Une IA résout un problème de maths vieux de 100 ans et met les chercheurs en émoi

Un modèle d’intelligence artificielle d’OpenAI a-t-il résolu en moins de quatre jours un problème qui résiste aux mathématiciens depuis plus d’un siècle ? L’entreprise affirme que son IA est parvenue en 88 heures à une démonstration concernant les équations de Navier-Stokes, qui décrivent l’écoulement des fluides, liquides comme gaz.
OpenAI dit avoir mobilisé 10.000 agents IA pour résoudre le problème posé par l’équation de Navier-Stokes
Ces équations sont notamment utilisées pour modéliser l’atmosphère ou l’écoulement de l’air autour d’une aile d’avion.

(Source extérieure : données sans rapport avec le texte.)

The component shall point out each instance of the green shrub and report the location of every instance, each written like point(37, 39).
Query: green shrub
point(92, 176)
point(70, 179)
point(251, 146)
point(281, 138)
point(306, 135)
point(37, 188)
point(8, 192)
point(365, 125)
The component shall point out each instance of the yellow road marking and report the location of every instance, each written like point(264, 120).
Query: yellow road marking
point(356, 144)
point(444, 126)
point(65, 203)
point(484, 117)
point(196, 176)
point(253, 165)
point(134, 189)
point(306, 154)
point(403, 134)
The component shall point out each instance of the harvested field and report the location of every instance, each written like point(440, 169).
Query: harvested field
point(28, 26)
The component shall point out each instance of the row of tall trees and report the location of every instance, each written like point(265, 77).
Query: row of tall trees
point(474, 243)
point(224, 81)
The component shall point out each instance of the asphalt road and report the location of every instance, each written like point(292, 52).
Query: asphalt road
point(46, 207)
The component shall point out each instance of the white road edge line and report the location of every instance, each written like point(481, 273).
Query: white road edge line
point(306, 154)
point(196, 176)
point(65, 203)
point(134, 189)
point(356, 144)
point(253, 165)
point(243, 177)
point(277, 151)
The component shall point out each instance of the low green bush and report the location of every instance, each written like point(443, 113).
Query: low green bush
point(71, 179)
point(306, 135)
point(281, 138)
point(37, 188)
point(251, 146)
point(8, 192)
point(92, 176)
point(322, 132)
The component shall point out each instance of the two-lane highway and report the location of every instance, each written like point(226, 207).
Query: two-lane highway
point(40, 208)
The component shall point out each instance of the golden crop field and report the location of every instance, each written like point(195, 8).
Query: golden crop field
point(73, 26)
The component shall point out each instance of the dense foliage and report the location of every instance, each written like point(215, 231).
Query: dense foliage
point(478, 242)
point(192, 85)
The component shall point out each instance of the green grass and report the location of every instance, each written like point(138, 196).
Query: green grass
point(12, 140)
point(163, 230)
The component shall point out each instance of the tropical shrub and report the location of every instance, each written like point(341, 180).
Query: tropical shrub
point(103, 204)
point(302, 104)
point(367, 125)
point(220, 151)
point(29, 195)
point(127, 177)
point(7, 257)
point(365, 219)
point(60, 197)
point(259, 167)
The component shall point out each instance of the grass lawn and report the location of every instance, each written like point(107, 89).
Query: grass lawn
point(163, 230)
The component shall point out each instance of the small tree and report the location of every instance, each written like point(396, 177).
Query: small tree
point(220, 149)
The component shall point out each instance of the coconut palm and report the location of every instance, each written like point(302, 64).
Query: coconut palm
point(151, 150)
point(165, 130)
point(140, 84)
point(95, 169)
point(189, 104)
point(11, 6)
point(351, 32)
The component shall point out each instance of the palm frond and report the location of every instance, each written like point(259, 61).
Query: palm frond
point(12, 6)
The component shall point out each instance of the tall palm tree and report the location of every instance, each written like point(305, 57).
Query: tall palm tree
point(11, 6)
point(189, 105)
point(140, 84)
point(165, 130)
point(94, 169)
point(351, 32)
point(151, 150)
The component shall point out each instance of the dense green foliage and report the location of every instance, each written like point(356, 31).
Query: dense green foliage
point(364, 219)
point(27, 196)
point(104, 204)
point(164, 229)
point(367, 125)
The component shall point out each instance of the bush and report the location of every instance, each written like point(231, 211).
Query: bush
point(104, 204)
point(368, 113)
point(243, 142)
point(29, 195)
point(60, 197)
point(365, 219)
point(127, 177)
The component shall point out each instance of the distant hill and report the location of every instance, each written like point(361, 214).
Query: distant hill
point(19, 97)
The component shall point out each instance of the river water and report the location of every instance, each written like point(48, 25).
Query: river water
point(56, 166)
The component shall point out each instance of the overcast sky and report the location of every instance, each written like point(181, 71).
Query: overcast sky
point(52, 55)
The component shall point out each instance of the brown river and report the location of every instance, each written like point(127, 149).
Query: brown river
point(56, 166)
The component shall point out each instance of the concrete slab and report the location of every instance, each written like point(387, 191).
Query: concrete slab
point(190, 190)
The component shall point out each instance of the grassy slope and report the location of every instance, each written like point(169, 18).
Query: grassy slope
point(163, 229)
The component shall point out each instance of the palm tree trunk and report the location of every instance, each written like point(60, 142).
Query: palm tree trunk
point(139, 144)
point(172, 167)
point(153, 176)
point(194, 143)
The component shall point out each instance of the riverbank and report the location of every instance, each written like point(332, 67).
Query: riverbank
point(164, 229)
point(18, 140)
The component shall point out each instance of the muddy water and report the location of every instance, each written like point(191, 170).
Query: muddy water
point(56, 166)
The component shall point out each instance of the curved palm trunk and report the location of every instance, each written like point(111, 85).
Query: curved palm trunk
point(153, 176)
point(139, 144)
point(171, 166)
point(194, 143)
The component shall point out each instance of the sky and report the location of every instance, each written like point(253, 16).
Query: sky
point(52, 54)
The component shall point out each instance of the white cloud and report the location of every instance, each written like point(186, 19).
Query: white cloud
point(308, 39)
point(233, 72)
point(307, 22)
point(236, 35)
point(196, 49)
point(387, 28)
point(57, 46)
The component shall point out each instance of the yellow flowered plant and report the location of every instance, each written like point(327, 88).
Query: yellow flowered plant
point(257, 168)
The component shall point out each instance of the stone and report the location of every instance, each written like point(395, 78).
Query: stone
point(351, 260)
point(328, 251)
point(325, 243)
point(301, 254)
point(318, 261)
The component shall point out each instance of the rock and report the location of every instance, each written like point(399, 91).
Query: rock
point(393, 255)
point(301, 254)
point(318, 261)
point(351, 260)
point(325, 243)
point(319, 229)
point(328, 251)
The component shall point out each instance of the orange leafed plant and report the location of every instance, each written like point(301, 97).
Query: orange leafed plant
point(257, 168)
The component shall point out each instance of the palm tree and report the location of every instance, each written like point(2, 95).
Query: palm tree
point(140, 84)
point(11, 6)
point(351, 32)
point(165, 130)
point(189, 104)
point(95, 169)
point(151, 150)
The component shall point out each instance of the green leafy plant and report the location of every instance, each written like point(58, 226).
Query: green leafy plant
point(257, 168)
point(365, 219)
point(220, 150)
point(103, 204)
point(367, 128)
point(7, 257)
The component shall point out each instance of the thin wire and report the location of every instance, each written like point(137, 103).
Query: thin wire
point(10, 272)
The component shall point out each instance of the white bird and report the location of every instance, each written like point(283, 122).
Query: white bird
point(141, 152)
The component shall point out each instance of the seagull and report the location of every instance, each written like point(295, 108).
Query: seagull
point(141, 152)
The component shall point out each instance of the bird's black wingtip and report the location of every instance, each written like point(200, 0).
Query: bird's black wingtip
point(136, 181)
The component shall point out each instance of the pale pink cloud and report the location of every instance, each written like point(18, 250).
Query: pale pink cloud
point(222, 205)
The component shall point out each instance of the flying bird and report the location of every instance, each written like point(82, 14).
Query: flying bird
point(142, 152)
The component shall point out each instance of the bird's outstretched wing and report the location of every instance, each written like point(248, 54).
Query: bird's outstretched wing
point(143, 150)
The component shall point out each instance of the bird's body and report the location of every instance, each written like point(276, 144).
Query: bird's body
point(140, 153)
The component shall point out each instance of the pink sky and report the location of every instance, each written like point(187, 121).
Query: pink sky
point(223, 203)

Mais une question fondamentale demeure irrésolue : ces équations donnent-elles toujours des solutions bien définies, ou peuvent-elles, dans certaines conditions, « partir à l’infini » ? Le problème est si difficile que le Clay Mathematics Institute l’a classé en 2000 parmi ses sept « problèmes du millénaire », avec un million de dollars de récompense à la clé.
Pour s’y attaquer, OpenAI dit avoir mobilisé plus de 10.000 agents IA travaillant de concert et produit 130 milliards de « tokens », pour un coût de calcul de plusieurs millions de dollars. La démonstration doit encore être vérifiée et validée par la communauté mathématique.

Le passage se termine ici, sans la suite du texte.